Favoriser la santé buccodentaire grâce à la recherche interdisciplinaire : intervention, accès et impact


Elham Emami

Université de Montréal


Domaine : appareil locomoteur et arthrite

Programme chercheurs-boursiers cliniciens - Junior 1

Concours 2015-2016

Many Canadians suffer from dental pain and infection, tooth loss, and ill-fitting dentures, but have inadequate access to dental care and the means to pay for it. In addition, there is still poor understanding on how oral health problems can cause systemic disease. Consequently, there is a need to know the best treatments, guidelines and policies to improve Canada's oral health.

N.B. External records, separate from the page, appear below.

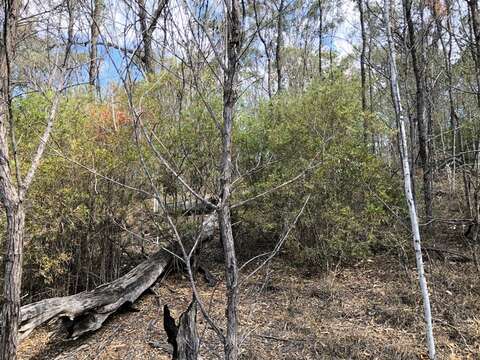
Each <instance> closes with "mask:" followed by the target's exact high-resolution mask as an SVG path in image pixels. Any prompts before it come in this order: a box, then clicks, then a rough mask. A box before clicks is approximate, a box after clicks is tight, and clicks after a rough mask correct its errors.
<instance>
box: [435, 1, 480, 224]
mask: <svg viewBox="0 0 480 360" xmlns="http://www.w3.org/2000/svg"><path fill="white" fill-rule="evenodd" d="M445 6H446V8H447V9H446V11H447V19H446V28H447V33H448V41H447V42H445V39H444V38H443V36H442V24H441V18H440V16H439V15H438V14H436V13H435V19H436V26H437V31H438V33H439V38H440V44H441V45H442V52H443V59H444V64H445V73H446V76H447V89H448V102H449V109H450V127H451V131H452V157H453V180H454V182H455V172H456V158H457V151H456V146H457V144H458V147H459V152H460V157H461V159H462V164H463V165H464V166H462V167H461V172H462V179H463V191H464V196H465V203H466V204H467V209H468V214H469V216H472V214H473V211H472V206H471V202H470V191H469V187H468V178H467V174H466V170H465V164H466V158H465V148H464V146H463V136H462V132H461V131H460V123H459V120H458V116H457V114H456V111H455V102H454V97H453V90H452V89H453V76H452V38H453V36H452V20H451V18H450V8H451V6H450V0H447V1H446V2H445ZM447 44H448V47H447ZM454 191H455V188H454Z"/></svg>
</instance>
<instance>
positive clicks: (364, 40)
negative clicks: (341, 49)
mask: <svg viewBox="0 0 480 360" xmlns="http://www.w3.org/2000/svg"><path fill="white" fill-rule="evenodd" d="M363 1H364V0H357V3H358V11H359V13H360V28H361V33H362V51H361V53H360V78H361V85H362V89H361V91H362V111H363V142H364V143H365V145H366V144H368V124H367V115H366V113H367V74H366V72H365V56H366V51H367V34H366V32H365V19H364V11H363Z"/></svg>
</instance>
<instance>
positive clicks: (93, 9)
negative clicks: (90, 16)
mask: <svg viewBox="0 0 480 360" xmlns="http://www.w3.org/2000/svg"><path fill="white" fill-rule="evenodd" d="M102 6H103V4H102V0H94V2H93V9H92V14H91V16H92V19H91V21H92V23H91V24H90V67H89V69H88V83H89V84H90V85H91V87H92V89H94V88H95V85H98V84H97V80H98V69H99V62H98V49H97V42H98V36H99V35H100V15H101V12H102Z"/></svg>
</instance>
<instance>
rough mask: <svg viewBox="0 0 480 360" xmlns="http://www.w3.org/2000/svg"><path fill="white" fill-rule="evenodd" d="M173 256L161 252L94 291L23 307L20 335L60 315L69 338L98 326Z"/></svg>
mask: <svg viewBox="0 0 480 360" xmlns="http://www.w3.org/2000/svg"><path fill="white" fill-rule="evenodd" d="M170 260H171V255H170V254H169V253H168V252H166V251H159V252H157V253H155V254H154V255H153V256H151V257H150V258H149V259H147V260H145V261H144V262H142V263H141V264H140V265H138V266H136V267H135V268H133V269H132V270H131V271H130V272H128V273H127V274H126V275H124V276H122V277H120V278H118V279H117V280H115V281H112V282H111V283H108V284H105V285H102V286H100V287H97V288H96V289H93V290H91V291H86V292H82V293H79V294H76V295H71V296H66V297H57V298H51V299H45V300H41V301H38V302H35V303H32V304H28V305H25V306H22V308H21V310H20V317H21V323H20V326H19V336H20V339H21V340H23V339H24V338H25V337H27V336H28V335H29V334H30V332H31V331H32V330H33V329H35V328H36V327H38V326H39V325H41V324H43V323H45V322H47V321H49V320H51V319H53V318H60V319H62V321H63V325H64V327H65V329H66V330H67V334H68V337H70V338H73V339H75V338H77V337H79V336H80V335H82V334H84V333H86V332H89V331H95V330H97V329H99V328H100V327H101V326H102V324H103V323H104V322H105V320H106V319H107V318H108V317H109V316H110V315H111V314H112V313H114V312H115V311H117V310H119V309H120V308H121V307H125V306H129V305H131V304H133V303H134V302H135V301H136V300H137V299H138V298H139V297H140V295H142V294H143V293H144V292H145V290H147V289H148V288H150V287H151V286H152V285H153V284H154V283H155V281H157V279H158V278H159V276H160V275H161V274H162V273H163V272H164V271H165V269H166V267H167V266H168V263H169V262H170Z"/></svg>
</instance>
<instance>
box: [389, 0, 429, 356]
mask: <svg viewBox="0 0 480 360" xmlns="http://www.w3.org/2000/svg"><path fill="white" fill-rule="evenodd" d="M384 18H385V26H386V36H387V43H388V48H387V49H388V57H389V65H390V86H391V90H392V98H393V105H394V108H395V116H396V120H397V124H398V127H399V131H400V152H401V153H400V156H401V160H402V166H403V180H404V185H405V197H406V198H407V203H408V210H409V214H410V222H411V226H412V234H413V247H414V249H415V259H416V262H417V272H418V280H419V283H420V289H421V291H422V298H423V310H424V315H425V323H426V333H427V345H428V355H429V357H430V359H432V360H433V359H435V342H434V338H433V326H432V314H431V308H430V298H429V294H428V287H427V280H426V278H425V269H424V266H423V258H422V246H421V242H420V229H419V226H418V216H417V209H416V206H415V201H414V199H413V193H412V183H411V179H410V165H409V162H408V146H407V136H406V131H405V119H404V117H403V110H402V103H401V98H400V90H399V86H398V79H397V65H396V62H395V56H394V47H393V41H392V35H391V29H390V0H384Z"/></svg>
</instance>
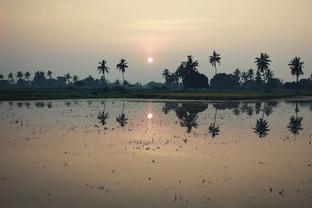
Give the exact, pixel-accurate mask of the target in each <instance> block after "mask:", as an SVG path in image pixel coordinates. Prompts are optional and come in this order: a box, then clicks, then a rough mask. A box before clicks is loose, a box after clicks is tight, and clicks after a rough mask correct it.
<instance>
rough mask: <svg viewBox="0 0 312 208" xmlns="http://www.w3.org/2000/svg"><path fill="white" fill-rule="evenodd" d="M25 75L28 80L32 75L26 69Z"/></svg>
mask: <svg viewBox="0 0 312 208" xmlns="http://www.w3.org/2000/svg"><path fill="white" fill-rule="evenodd" d="M24 77H25V79H26V80H28V79H29V77H30V73H29V72H28V71H26V72H25V74H24Z"/></svg>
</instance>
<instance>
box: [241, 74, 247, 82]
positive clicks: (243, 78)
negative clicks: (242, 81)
mask: <svg viewBox="0 0 312 208" xmlns="http://www.w3.org/2000/svg"><path fill="white" fill-rule="evenodd" d="M242 80H243V81H244V82H246V81H247V80H248V74H247V72H242Z"/></svg>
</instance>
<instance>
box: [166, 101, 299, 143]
mask: <svg viewBox="0 0 312 208" xmlns="http://www.w3.org/2000/svg"><path fill="white" fill-rule="evenodd" d="M278 104H279V102H278V101H268V102H255V103H254V104H253V103H250V102H220V103H214V104H212V105H213V107H214V109H215V113H214V117H213V122H211V124H210V125H209V127H208V133H209V134H210V135H211V136H212V137H216V136H218V135H219V133H220V126H219V125H217V113H218V110H226V109H230V110H232V112H233V114H234V115H236V116H238V115H241V114H246V115H248V116H251V115H253V114H254V113H255V114H261V118H259V119H257V120H256V124H255V127H253V130H254V133H255V134H257V135H258V136H259V137H260V138H263V137H266V136H267V135H268V132H269V131H270V127H269V123H268V122H267V120H266V119H265V116H267V117H268V116H270V115H271V114H272V113H273V109H274V108H276V107H277V106H278ZM207 108H208V104H207V103H203V102H193V103H180V104H179V103H176V102H168V103H165V104H164V106H163V109H162V110H163V112H164V113H165V114H168V113H169V112H170V111H175V113H176V116H177V118H178V119H179V120H180V125H181V127H186V132H187V133H190V132H191V130H192V128H197V126H198V122H197V119H198V113H200V112H203V111H205V110H206V109H207ZM295 112H296V114H295V116H292V117H291V118H290V121H289V123H288V125H287V128H288V129H289V131H290V132H291V133H293V134H294V135H298V134H299V132H300V131H301V130H302V129H303V128H302V117H298V116H297V113H298V112H299V108H298V103H297V102H296V109H295Z"/></svg>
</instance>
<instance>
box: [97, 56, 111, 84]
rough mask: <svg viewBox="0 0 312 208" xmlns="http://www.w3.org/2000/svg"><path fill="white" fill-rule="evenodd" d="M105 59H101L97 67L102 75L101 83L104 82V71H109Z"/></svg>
mask: <svg viewBox="0 0 312 208" xmlns="http://www.w3.org/2000/svg"><path fill="white" fill-rule="evenodd" d="M106 64H107V61H105V60H102V61H100V62H99V66H98V67H97V69H98V71H99V73H101V74H102V75H103V76H102V84H103V83H105V82H106V80H105V73H109V68H108V67H107V66H106Z"/></svg>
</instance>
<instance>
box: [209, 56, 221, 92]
mask: <svg viewBox="0 0 312 208" xmlns="http://www.w3.org/2000/svg"><path fill="white" fill-rule="evenodd" d="M220 60H221V57H220V54H218V53H217V52H216V51H213V53H212V55H211V56H209V63H210V64H211V65H212V66H213V67H214V68H215V76H217V74H218V71H217V63H218V64H219V65H220ZM217 88H218V90H219V81H218V79H217Z"/></svg>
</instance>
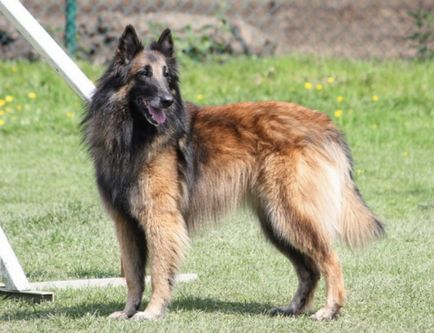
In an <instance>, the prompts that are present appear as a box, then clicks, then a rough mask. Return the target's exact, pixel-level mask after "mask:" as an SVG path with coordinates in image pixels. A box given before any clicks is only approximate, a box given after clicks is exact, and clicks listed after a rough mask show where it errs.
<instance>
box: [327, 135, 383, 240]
mask: <svg viewBox="0 0 434 333" xmlns="http://www.w3.org/2000/svg"><path fill="white" fill-rule="evenodd" d="M325 150H326V152H327V155H328V156H329V158H330V160H332V161H333V165H334V166H333V167H329V168H328V169H329V170H335V173H333V172H329V174H328V178H329V181H328V184H329V186H328V188H329V190H328V197H329V200H330V201H329V205H328V207H329V208H328V209H331V208H332V207H338V208H337V213H336V215H334V216H335V217H336V218H337V223H336V224H335V225H334V227H333V228H330V227H329V226H328V229H329V230H334V231H335V232H336V234H337V235H338V237H339V238H340V239H341V240H342V241H343V242H344V243H345V244H346V245H348V246H349V247H350V248H357V247H363V246H364V245H366V244H367V243H369V242H370V241H372V240H375V239H377V238H380V237H382V236H383V235H384V227H383V225H382V223H381V222H380V221H379V219H378V218H377V217H376V216H375V215H374V213H373V212H372V211H371V210H370V209H369V207H368V206H367V205H366V203H365V202H364V200H363V198H362V196H361V194H360V192H359V189H358V188H357V185H356V184H355V182H354V179H353V175H352V158H351V154H350V151H349V148H348V146H347V145H346V143H345V142H344V141H343V139H342V141H340V142H338V143H336V142H334V143H331V144H328V145H326V146H325ZM324 165H326V164H324ZM326 175H327V174H326ZM333 175H335V176H333ZM333 179H335V181H332V180H333ZM337 180H338V181H337ZM333 187H334V189H333ZM325 221H329V223H333V222H332V220H331V219H329V220H325ZM326 227H327V226H326Z"/></svg>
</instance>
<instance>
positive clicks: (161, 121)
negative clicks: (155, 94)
mask: <svg viewBox="0 0 434 333" xmlns="http://www.w3.org/2000/svg"><path fill="white" fill-rule="evenodd" d="M139 101H140V104H141V105H142V106H143V108H144V109H145V112H144V114H145V117H146V119H147V120H148V121H149V122H150V123H151V124H152V125H154V126H159V125H162V124H164V122H165V121H166V118H167V117H166V113H165V112H164V109H161V108H156V107H153V106H151V103H149V102H147V101H146V100H144V99H143V98H140V99H139Z"/></svg>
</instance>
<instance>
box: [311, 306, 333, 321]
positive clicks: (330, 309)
mask: <svg viewBox="0 0 434 333" xmlns="http://www.w3.org/2000/svg"><path fill="white" fill-rule="evenodd" d="M337 316H338V311H337V310H336V309H333V308H327V307H325V308H322V309H319V310H318V311H317V312H315V313H314V314H313V315H312V316H310V318H311V319H313V320H316V321H325V320H332V319H336V317H337Z"/></svg>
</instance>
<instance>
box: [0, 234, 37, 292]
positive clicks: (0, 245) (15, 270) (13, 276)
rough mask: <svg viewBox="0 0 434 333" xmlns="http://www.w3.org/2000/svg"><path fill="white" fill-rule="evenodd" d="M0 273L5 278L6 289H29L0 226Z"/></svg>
mask: <svg viewBox="0 0 434 333" xmlns="http://www.w3.org/2000/svg"><path fill="white" fill-rule="evenodd" d="M0 274H1V275H3V276H4V278H5V287H6V289H7V290H17V291H25V290H29V289H30V285H29V281H27V278H26V274H24V271H23V269H22V268H21V265H20V263H19V262H18V259H17V256H16V255H15V253H14V251H13V250H12V247H11V246H10V244H9V242H8V239H7V238H6V235H5V233H4V232H3V230H2V228H1V227H0Z"/></svg>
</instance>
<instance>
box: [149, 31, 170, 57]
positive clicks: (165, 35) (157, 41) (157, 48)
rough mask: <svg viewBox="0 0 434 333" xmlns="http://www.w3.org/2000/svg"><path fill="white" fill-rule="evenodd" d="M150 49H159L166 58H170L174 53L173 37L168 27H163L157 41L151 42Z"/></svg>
mask: <svg viewBox="0 0 434 333" xmlns="http://www.w3.org/2000/svg"><path fill="white" fill-rule="evenodd" d="M151 50H155V51H159V52H161V53H162V54H164V55H165V56H166V57H168V58H172V57H173V55H174V47H173V39H172V33H171V32H170V29H165V30H164V31H163V32H162V33H161V35H160V38H158V41H156V42H153V43H152V44H151Z"/></svg>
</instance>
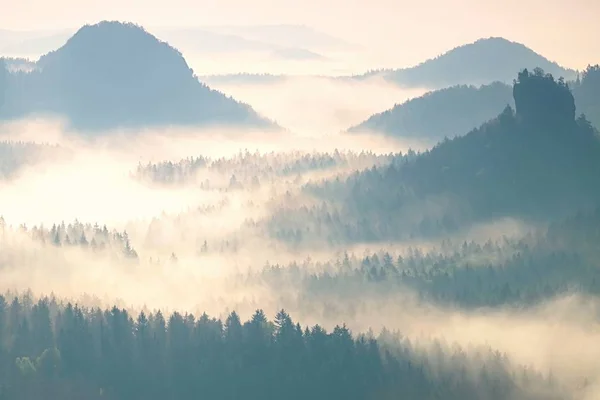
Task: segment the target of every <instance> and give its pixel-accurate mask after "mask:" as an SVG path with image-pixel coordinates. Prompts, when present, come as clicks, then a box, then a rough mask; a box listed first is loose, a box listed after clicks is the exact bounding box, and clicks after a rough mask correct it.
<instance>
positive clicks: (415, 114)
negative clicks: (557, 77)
mask: <svg viewBox="0 0 600 400" xmlns="http://www.w3.org/2000/svg"><path fill="white" fill-rule="evenodd" d="M507 104H511V105H512V104H513V100H512V92H511V88H510V86H508V85H506V84H504V83H499V82H497V83H493V84H491V85H484V86H481V87H479V88H477V87H475V86H465V85H462V86H453V87H449V88H446V89H441V90H436V91H433V92H429V93H427V94H425V95H424V96H422V97H417V98H414V99H411V100H408V101H406V102H405V103H402V104H398V105H396V106H394V107H393V108H392V109H389V110H387V111H384V112H382V113H379V114H375V115H373V116H371V117H370V118H369V119H368V120H366V121H365V122H363V123H361V124H359V125H357V126H355V127H352V128H350V129H349V132H361V131H372V132H377V133H384V134H388V135H393V136H402V137H417V138H421V139H424V140H436V141H438V140H442V139H443V138H444V137H449V138H452V137H454V136H457V135H462V134H464V133H465V132H468V131H470V130H471V129H473V128H475V127H476V126H480V125H481V124H483V123H484V122H486V121H489V120H490V119H492V118H494V117H495V116H496V115H498V110H501V109H502V108H503V107H505V106H506V105H507Z"/></svg>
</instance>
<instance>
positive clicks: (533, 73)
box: [270, 69, 600, 242]
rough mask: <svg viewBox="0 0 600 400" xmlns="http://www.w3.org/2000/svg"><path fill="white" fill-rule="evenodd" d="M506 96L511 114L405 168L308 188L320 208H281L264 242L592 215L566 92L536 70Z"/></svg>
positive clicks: (371, 238) (547, 77)
mask: <svg viewBox="0 0 600 400" xmlns="http://www.w3.org/2000/svg"><path fill="white" fill-rule="evenodd" d="M513 95H514V99H515V105H516V111H515V110H513V109H512V108H511V107H510V106H507V107H506V108H505V109H504V111H503V112H501V113H500V114H499V115H498V117H497V118H495V119H493V120H491V121H489V122H487V123H485V124H484V125H482V126H481V127H480V128H477V129H475V130H473V131H471V132H470V133H468V134H467V135H465V136H463V137H457V138H454V139H452V140H445V141H443V142H442V143H439V144H438V145H437V146H435V147H434V148H433V149H431V150H430V151H427V152H425V153H423V154H421V155H419V156H418V157H415V158H413V159H412V160H411V161H408V160H405V162H402V161H401V160H398V161H399V162H397V163H394V164H393V165H391V166H388V167H385V166H384V167H380V168H372V169H369V170H366V171H363V172H360V173H357V174H355V175H354V176H351V177H349V178H348V179H347V180H346V181H340V180H337V181H326V182H323V183H322V184H310V185H308V186H307V187H306V190H307V191H308V192H309V193H311V194H313V195H314V196H316V197H317V198H319V199H321V200H322V201H323V202H327V201H330V203H329V206H328V207H324V206H314V207H312V208H306V207H304V208H301V209H296V210H291V209H289V208H287V207H283V208H282V209H281V212H280V213H278V214H276V215H275V216H274V217H273V219H272V220H271V223H270V226H271V229H272V230H273V234H274V235H279V236H280V235H286V233H285V232H288V233H289V232H293V231H294V228H293V227H294V226H296V225H297V224H298V223H299V221H305V223H308V224H309V226H310V229H311V230H312V231H313V232H314V230H317V231H318V232H321V234H322V235H324V236H325V237H329V238H330V240H334V241H338V240H342V241H350V242H356V241H363V240H369V241H377V240H394V239H401V238H409V237H414V236H415V235H416V236H430V235H437V234H440V233H441V232H450V231H454V230H456V229H459V228H460V227H461V226H463V227H464V226H468V225H469V224H471V223H473V222H476V221H480V222H481V221H487V220H492V219H494V218H500V217H509V216H512V217H518V218H524V219H527V220H531V221H546V220H548V219H553V218H556V217H559V216H565V215H569V214H570V213H573V212H576V211H577V210H579V209H581V208H583V209H586V208H589V207H593V206H594V205H595V204H597V203H598V202H599V201H600V192H599V190H598V185H596V183H595V182H596V181H597V177H598V176H599V174H600V141H599V139H598V135H597V131H596V130H595V129H594V127H593V126H592V125H591V124H590V123H589V121H587V119H585V118H584V117H578V118H577V119H576V118H575V115H576V111H575V102H574V99H573V96H572V94H571V91H570V89H569V88H568V86H567V85H566V84H565V83H564V82H563V81H562V80H559V81H555V80H554V78H553V77H552V75H550V74H545V73H544V72H543V71H542V70H541V69H536V70H535V71H534V72H533V73H530V72H528V71H527V70H524V71H523V72H521V73H520V74H519V77H518V79H517V81H516V82H515V85H514V88H513ZM331 199H336V200H337V202H335V201H334V202H331ZM306 221H310V222H306Z"/></svg>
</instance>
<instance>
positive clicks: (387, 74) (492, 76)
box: [360, 37, 576, 88]
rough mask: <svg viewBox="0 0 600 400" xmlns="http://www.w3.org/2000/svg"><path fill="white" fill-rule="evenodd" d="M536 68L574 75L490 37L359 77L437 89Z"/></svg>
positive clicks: (566, 76) (506, 81) (573, 76)
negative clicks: (378, 79)
mask: <svg viewBox="0 0 600 400" xmlns="http://www.w3.org/2000/svg"><path fill="white" fill-rule="evenodd" d="M536 67H540V68H542V69H544V70H545V71H548V72H549V73H551V74H552V75H554V76H563V77H565V79H574V78H575V75H576V72H575V71H573V70H569V69H565V68H562V67H561V66H559V65H558V64H556V63H555V62H551V61H549V60H548V59H546V58H544V57H542V56H541V55H539V54H537V53H536V52H534V51H533V50H531V49H529V48H527V47H525V46H524V45H522V44H520V43H515V42H511V41H509V40H506V39H503V38H498V37H492V38H488V39H479V40H477V41H476V42H474V43H470V44H466V45H463V46H459V47H456V48H454V49H452V50H450V51H448V52H446V53H444V54H442V55H440V56H438V57H436V58H434V59H431V60H427V61H425V62H423V63H421V64H419V65H416V66H414V67H411V68H405V69H397V70H387V71H373V72H370V73H368V74H366V75H363V76H361V77H360V78H362V79H364V78H368V77H369V76H373V75H382V76H383V77H384V78H385V79H387V80H389V81H390V82H394V83H396V84H399V85H402V86H412V87H427V88H439V87H446V86H452V85H461V84H462V85H464V84H467V85H469V84H471V85H473V84H476V85H480V84H486V83H489V82H494V81H500V82H505V83H510V82H512V79H513V77H514V76H515V74H516V73H517V72H518V71H520V70H522V69H523V68H529V69H533V68H536Z"/></svg>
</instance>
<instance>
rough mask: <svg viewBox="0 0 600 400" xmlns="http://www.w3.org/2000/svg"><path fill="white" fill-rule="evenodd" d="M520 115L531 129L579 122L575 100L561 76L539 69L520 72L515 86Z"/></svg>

Indeed, individual, community and population oral health is defined by a combination of biological, behavioral, environmental and social factors. Collaborative research can help to address these interconnected issues, using multilevel analyses to understand the complex realities of oral disease and oral health disparity.
Dr. Emami, a clinician-scientist, has developed an interdisciplinary oral health research program dedicated to improving the oral health of the Canadian nation. The program focuses on three specific themes: 1) Intervention: to test prosthetic treatments to improve oral health and quality-of-life of toothless people; 2) Access: to determine social and distance barriers in access to dental care services; and 3) Impact: to establish how poor oral health can affect general health.  Appropriate communication tools summarizing the research knowledge will be transmitted to the people who will benefit from it: the public, health professionals and policy-makers.

A major strength of Emami's research program lies in the partnerships she has forged with communities, policy-makers, dentists, doctors and researchers who are experts in epidemiology, sleep, population health, primary care, rural and remote health services, and oral health research. These solid partnerships will enhance capacity for oral health research and will develop training opportunities for new interdisciplinary clinician-scientists, so that such work can grow and continue into the future.